Buying and holding a portfolio made of 60% of equities and 40% of bonds was the magic recipe in the past decade to benefit from long-term growth while reducing risk through diversification.
However, both asset classes fell together last year, which means that bonds did not fulfil their defensive function.
As a result, the 60/40 portfolio has been put into question in recent times, with Vanguard and BlackRock disagreeing on the viability of this model going forward.
Other asset management houses are also reassessing the merits of the 60/40 portfolio too.
David Hollis, the upcoming manager of the Artemis Strategic Assets fund, is among those who think the heyday of the 60/40 portfolio is over.
He said: “We're transitioning out of a period in multi-asset investing where whatever you bought generally delivered a positive absolute return and clients were relatively happy.”
Following the global financial crisis in the late 2000’s, markets have experienced a long period of quantitative easing and low monetary policy, which have supported the growth of both assets.
Hollis said: “I believe there is a behavioural bias within independent central banks not to raise interest rates sufficiently to cause zombie companies to actually default, which is the clean out we need. Every time the market has fallen, there has been interventions from the central banks through buying securities or fiscal stimulus.

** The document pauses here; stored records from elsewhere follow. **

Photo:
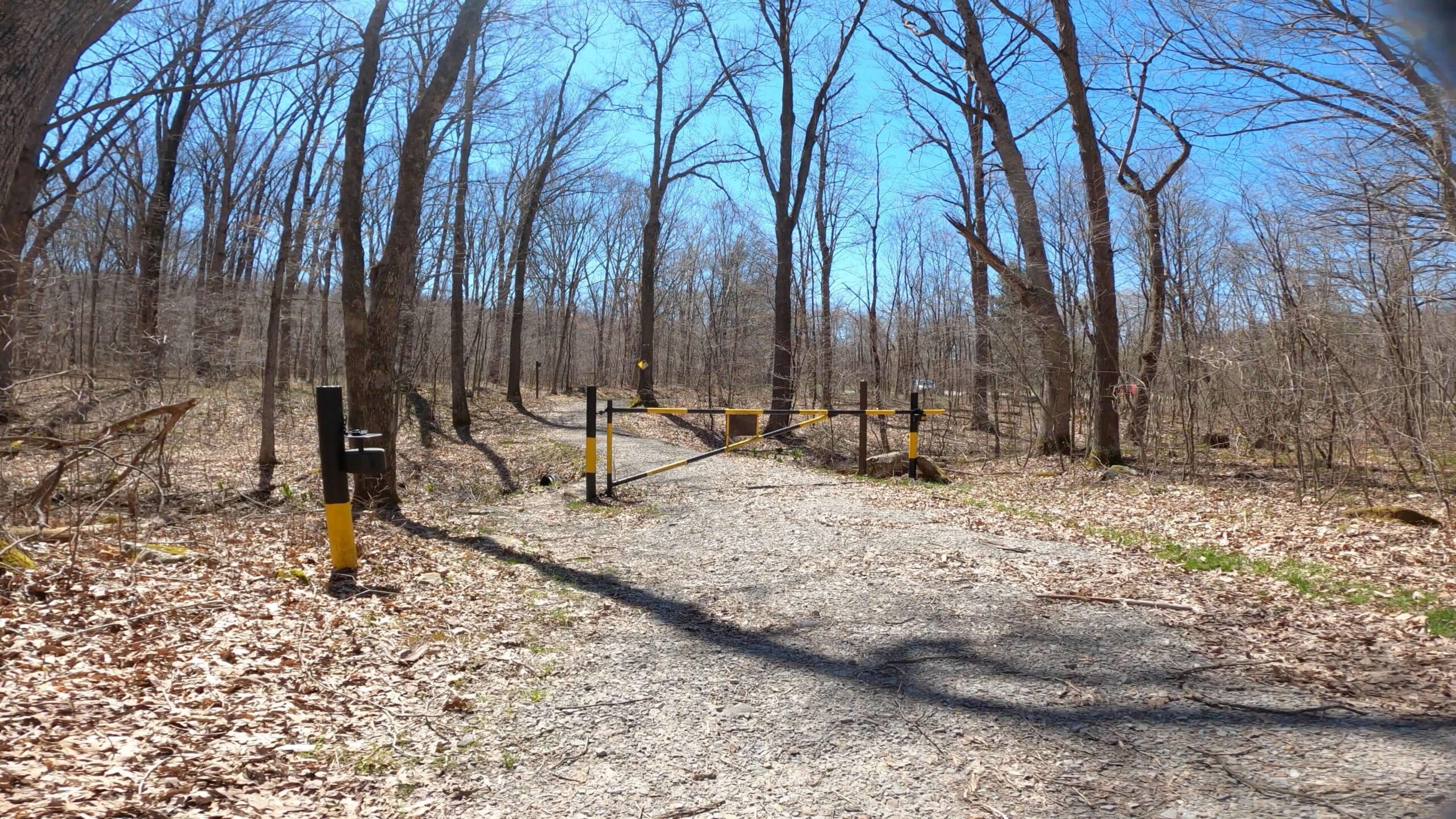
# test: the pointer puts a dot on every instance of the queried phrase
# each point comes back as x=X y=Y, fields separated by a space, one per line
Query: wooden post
x=864 y=428
x=915 y=433
x=592 y=445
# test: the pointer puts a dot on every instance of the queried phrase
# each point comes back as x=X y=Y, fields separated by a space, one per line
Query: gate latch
x=363 y=460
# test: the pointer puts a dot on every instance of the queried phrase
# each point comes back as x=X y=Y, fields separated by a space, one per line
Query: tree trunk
x=40 y=44
x=159 y=209
x=351 y=212
x=826 y=358
x=1104 y=445
x=267 y=454
x=647 y=311
x=1156 y=307
x=373 y=397
x=1034 y=283
x=981 y=284
x=459 y=408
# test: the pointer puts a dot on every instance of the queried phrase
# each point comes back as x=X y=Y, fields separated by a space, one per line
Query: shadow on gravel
x=893 y=668
x=503 y=471
x=558 y=424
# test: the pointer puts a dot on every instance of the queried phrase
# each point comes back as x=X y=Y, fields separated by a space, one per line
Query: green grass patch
x=1441 y=621
x=1317 y=581
x=1314 y=581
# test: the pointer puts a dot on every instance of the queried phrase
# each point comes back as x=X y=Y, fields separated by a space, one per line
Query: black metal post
x=337 y=509
x=864 y=428
x=915 y=433
x=609 y=448
x=592 y=444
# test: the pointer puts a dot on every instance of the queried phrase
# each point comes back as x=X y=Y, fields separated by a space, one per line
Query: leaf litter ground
x=742 y=639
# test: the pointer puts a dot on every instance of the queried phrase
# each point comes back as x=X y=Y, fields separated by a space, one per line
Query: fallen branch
x=55 y=532
x=144 y=615
x=683 y=812
x=1124 y=601
x=1215 y=703
x=1269 y=789
x=603 y=704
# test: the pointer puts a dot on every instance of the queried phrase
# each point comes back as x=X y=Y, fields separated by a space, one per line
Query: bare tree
x=787 y=169
x=372 y=365
x=663 y=35
x=1148 y=196
x=1104 y=445
x=40 y=44
x=1031 y=282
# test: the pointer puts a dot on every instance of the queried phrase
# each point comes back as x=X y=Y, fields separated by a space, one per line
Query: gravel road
x=781 y=642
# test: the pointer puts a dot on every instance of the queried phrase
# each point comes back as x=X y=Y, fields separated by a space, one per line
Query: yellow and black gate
x=742 y=424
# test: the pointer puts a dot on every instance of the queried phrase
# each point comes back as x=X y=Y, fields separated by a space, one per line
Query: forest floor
x=743 y=637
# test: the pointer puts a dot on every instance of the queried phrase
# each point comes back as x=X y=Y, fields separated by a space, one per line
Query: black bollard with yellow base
x=336 y=464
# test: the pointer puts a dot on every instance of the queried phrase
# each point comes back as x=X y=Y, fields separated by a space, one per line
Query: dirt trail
x=787 y=643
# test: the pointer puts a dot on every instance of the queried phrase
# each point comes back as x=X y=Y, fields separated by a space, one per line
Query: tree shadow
x=706 y=437
x=503 y=470
x=896 y=668
x=549 y=423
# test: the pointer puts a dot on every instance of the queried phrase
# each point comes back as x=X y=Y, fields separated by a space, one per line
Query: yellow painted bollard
x=336 y=464
x=337 y=514
x=592 y=445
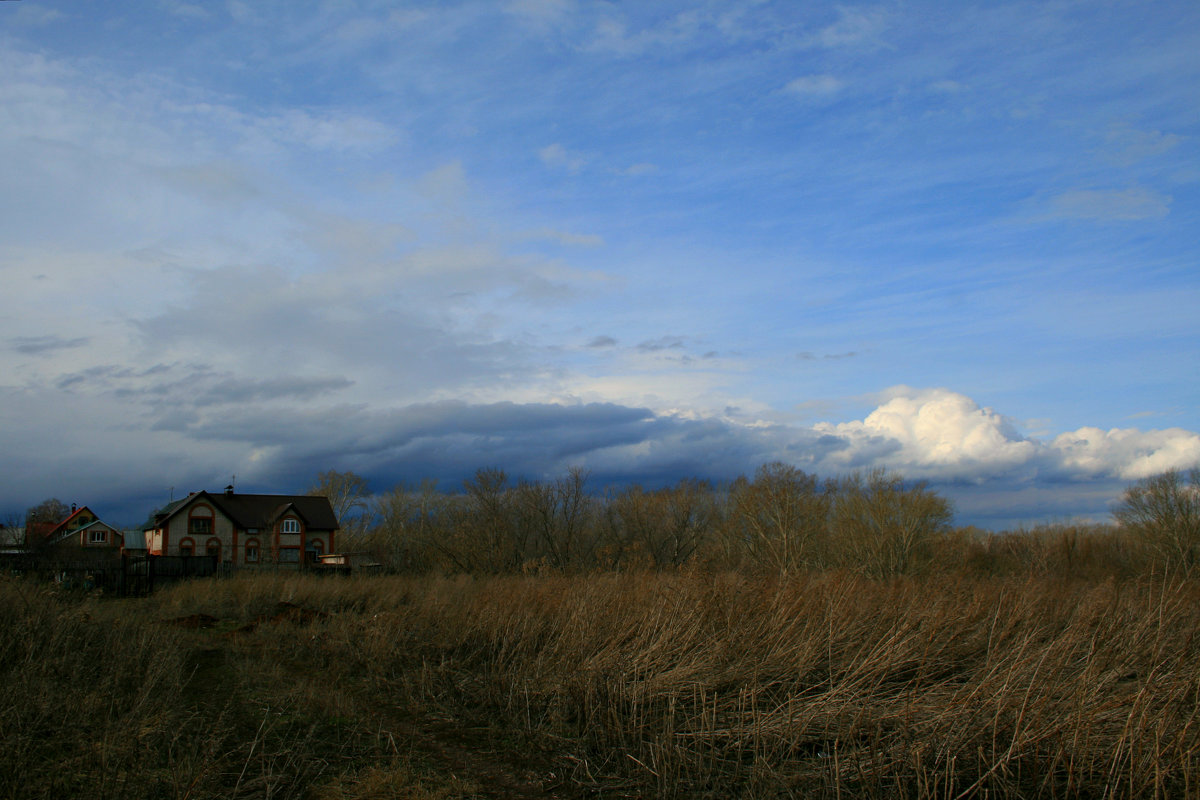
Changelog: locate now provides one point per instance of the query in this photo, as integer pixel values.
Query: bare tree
(347, 493)
(883, 527)
(781, 517)
(1163, 511)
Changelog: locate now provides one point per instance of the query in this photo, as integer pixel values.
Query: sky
(666, 240)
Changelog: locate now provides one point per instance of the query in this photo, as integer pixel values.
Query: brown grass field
(685, 684)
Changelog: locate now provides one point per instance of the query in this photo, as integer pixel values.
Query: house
(245, 529)
(85, 530)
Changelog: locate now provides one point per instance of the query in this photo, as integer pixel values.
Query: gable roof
(257, 510)
(69, 534)
(63, 525)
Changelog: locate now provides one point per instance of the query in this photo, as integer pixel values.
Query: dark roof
(261, 510)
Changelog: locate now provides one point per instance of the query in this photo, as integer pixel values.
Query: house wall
(275, 547)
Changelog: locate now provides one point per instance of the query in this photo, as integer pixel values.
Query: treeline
(780, 521)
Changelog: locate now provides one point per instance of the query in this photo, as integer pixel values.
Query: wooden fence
(119, 575)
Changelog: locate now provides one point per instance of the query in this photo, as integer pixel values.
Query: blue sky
(653, 240)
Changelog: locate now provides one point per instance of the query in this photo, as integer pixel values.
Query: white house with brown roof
(245, 529)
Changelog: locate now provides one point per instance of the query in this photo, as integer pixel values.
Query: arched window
(199, 521)
(316, 548)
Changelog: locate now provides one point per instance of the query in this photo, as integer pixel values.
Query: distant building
(245, 529)
(83, 529)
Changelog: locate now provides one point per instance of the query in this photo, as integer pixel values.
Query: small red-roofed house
(83, 529)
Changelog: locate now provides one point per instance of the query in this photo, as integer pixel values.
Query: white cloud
(1128, 453)
(1111, 204)
(819, 85)
(946, 435)
(855, 26)
(559, 157)
(935, 433)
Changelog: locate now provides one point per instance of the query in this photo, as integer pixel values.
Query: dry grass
(687, 685)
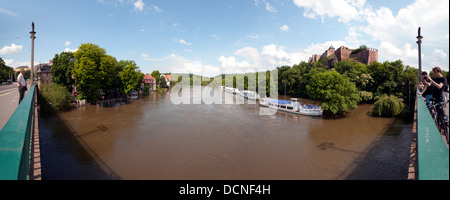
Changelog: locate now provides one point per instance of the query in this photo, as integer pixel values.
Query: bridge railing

“We've now reached a point where the market is not very happy with additional central bank balance sheet expansion. Fiscally, most governments have run out of ammunition. Their debt-to-GDP ratios are relatively high and that usually goes hand in hand with lower growth going forward.”
While this environment favoured the strategy of buying and holding a mix of both assets, Hollis said that assets are less likely to move higher together going forward. Instead, the focus should be on risk and more specifically drawdown.
He added that it will also be important to be able to trade dynamically in a more volatile environment with higher inflation and average interest rates.
Hollis joined Artemis Fund Managers in October 2022 and is replacing Kartik Kumar as lead manager of the Strategic Assets fund.
Performance of fund vs sector and benchmark over 10 yrs
Source: FE Analytics
Over 10 years, the fund has underperformed both its benchmark and the IA Flexible Investment sector, but it has been the best performing fund in the sector over one year and has remained in the top quartile since then.
The fund will continue to trade in all developed markets and extend its investments into liquid emerging market equity and bond indices, with at least 80% of the fund invested in relative value trade.
With a new manager at the helm, the fund will, however, adopt a new strategy.
Hollis said: “The new strategy will continue to target capital growth of more than CPI + 3% over five years, but with a lower realised level of volatility and a higher focus on overall capital preservation, with the aim of giving the investor a more stable return experience.”